Criminal intégrale volume 1 : noir c'est noir

Par Universcomics @Josemaniette

 Les super-héros ont fini par vous fatiguer et vous préférez lire des récits d'un tout autre genre, avec une prédilection pour le polar ? Ed Brubaker et Sean Phillips sont vraiment les artistes qui sont faits pour vous. D'ailleurs, bien difficile de dire quelle est leur œuvre conjointe la plus aboutie, tant à chaque fois que l'on lit ou relit leur travail, l'impression est qu'ils sont capables de se dépasser, de se renouveler, de ne jamais tomber dans la redondance, tout en creusant le même sillon. Delcourt propose désormais l'intégrale de la série Criminal, qui fut un rappelons-le publiée au départ chez Marvel, sous l'étiquette Icon. On pourrait résumer cet ensemble d'histoires comme des récits où des criminels (justement) ou de simples hommes et femmes tentent d'échapper à leurs propres destins, qui agissent sur eux comme une toile d'araignée où ils restent finalement englués. Par exemple, le personnage principal de la première aventure, un certain Leo, est considéré par tout le monde comme un pleutre.  Leo a la particularité de savoir quand il convient de se retirer, de ne jamais faire le pas plus long que la jambe, avoir les yeux plus gros que le ventre. S'il ne se fait pas prendre, c'est parce qu'il est capable de mesurer les risques et de ne pas tenter le sort. Seulement voilà, même les hommes les plus prudents peuvent un jour être trompés par le malheureux hasard ou l'incurie. Surtout quand un ancien associé, membre véreux de la police, débarque avec une proposition alléchante mais mal ficelée, accompagné d'un collègue violent et obtus. D'ailleurs, les récits chez Brubaker fonctionnent comme un jeu de domino; dès lors qu'on fait tomber par imprudence le premier; il est impossible d'arrêter la longue séquence de chutes, qui ne prend fin que lorsqu'il ne reste plus rien qui tient debout. Que ce soit la police corrompue ou la pègre qui fréquente ce bar de l'Undertown, que l'on revoit régulièrement dans Criminal, et qui sert un peu d'ancre géographique aux différentes histoires, il n'y a point de salut dans un monde sombre et vérolé, où la violence, les trahisons et les faux espoirs, sont au menu de chaque instant. Et comme l'ensemble est raconté-dessiné d'une manière cinématographique et avec une maestria chirurgicale par un Sean Phillips en état de grâce permanent, c'est tout simplement envoûtant.
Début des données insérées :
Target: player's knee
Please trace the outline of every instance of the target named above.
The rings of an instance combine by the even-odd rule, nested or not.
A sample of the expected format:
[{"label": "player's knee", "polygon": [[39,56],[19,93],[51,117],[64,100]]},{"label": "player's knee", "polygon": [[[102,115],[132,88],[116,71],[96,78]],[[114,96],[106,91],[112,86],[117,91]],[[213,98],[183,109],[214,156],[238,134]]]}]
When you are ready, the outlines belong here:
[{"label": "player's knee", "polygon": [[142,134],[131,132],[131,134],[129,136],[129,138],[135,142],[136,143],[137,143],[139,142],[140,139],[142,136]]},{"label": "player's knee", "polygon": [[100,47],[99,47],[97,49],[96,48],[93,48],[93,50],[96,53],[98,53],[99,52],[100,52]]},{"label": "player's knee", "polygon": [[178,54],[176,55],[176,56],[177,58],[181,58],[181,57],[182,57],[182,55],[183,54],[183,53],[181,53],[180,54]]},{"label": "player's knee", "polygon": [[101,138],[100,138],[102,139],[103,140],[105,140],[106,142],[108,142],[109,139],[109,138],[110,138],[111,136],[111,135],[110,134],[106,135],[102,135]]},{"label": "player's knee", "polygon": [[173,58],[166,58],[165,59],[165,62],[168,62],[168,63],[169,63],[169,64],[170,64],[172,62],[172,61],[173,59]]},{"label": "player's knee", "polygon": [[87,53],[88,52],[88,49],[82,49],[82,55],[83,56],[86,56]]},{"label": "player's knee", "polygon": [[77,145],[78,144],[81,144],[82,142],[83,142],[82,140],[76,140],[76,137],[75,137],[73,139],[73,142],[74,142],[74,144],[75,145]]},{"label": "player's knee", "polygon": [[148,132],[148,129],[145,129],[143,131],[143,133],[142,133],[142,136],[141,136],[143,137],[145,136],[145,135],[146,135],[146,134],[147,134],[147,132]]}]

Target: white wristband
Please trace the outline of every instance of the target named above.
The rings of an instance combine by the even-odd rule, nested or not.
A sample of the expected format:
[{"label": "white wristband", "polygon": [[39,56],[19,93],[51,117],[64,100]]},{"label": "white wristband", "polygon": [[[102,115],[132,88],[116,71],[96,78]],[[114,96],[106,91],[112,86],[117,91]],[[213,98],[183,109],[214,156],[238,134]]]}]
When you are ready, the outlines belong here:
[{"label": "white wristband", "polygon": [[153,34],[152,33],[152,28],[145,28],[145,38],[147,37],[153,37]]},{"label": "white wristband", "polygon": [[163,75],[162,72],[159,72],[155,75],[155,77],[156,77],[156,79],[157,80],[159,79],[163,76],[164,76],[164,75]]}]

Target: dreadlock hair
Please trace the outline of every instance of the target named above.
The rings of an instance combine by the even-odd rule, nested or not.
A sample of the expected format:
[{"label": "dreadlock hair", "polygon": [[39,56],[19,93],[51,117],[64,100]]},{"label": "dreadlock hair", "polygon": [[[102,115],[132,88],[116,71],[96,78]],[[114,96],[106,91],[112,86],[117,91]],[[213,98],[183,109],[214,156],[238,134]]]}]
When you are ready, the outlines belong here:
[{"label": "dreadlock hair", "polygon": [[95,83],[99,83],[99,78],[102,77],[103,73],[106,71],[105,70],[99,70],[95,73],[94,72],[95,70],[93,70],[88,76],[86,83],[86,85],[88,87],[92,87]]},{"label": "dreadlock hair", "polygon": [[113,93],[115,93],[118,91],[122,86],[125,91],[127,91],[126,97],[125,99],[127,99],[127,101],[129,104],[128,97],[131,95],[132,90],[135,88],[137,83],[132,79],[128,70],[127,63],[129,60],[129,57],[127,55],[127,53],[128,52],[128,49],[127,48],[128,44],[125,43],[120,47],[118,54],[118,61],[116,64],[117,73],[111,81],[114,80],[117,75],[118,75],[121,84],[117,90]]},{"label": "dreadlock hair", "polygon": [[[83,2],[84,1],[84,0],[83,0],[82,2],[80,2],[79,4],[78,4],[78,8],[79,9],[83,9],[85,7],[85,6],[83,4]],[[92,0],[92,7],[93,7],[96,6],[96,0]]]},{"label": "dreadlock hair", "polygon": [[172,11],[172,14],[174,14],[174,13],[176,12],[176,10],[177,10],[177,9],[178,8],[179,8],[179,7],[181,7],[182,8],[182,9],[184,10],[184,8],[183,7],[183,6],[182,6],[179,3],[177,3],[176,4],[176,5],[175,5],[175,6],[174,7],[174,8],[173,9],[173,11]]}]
Dans le second "livre" de cette épopée, nous suivons les pas de Tracy, le frère de la petite frappe Ricky Lawless, qui s'est engagé dans l'armée et a combattu en Bosnie, pour échapper à la délinquance du quartier et à la vie bien sombre qui l'attendait, s'il était resté dans le giron du paternel. Il faut dire que le cadet a été refroidi, probablement victime des mêmes malfaiteurs avec qui il travaillait sur un nouveau coup, et que le frangin a bien l'intention de venger cet affront. La vérité se fraie un chemin à coups de rebondissements bien poisseux, de faux billets de banque, et de retournements de veste bien sentis. L'humanité est régulièrement prise en faute? Parce que dans l'univers de Criminal, la famille est une faiblesse; les fautes des pères rejaillissent sur les fils et les fils ne s'émancipent jamais vraiment de l'ombre du père, même quand ils ont la chance d'avoir une vie à eux et de prendre d'autres directions. Ils finissent par revenir dans le giron de la pègre et se laisser prendre dans les rouages infernaux de mécanismes qui les dépassent. Même chose pour ce qui est des femmes; vénéneuses ou simplement faussement naïves, elles n'attirent que des ennuis à ceux qui succombent à leur charme (Ricky puis Tracy sont deux exemples à géométrie variable). C'est ainsi que dans le troisième livre de cette première intégrale, la vie de Jack "La Grogne" Brown, que nous connaissons depuis les premières pages en tant que tenancier de l'Undertown Bar, va connaître un tournant tragique. Destiné à devenir un boxeur de renom, l'homme était parvenu à (presque) s'affranchir momentanément des origines criminelles de sa famille et de ses relations amicales, voire fraternelles, bien ancrées dans le milieu. Mais voilà, Danica est la femme qui vient semer la discorde, celle qui brise les liens les plus solides, celle qui enclenche le mécanisme fatal et mortifère. Brubaker n'invente rien, il joue juste les bonnes cartes, au bon moment, maitrise les codes à la perfection, tisse des récits haletants et au couteau, qui ne présentent pas la moindre fausse note. Phillips est l'orchestre parfait pour la partition de cette symphonie au noir, qui est un bijou du genre, une œuvre dont chaque partie répond en écho aux précédentes, pour former un opéra à couper le souffle. Du polar en mode majeur.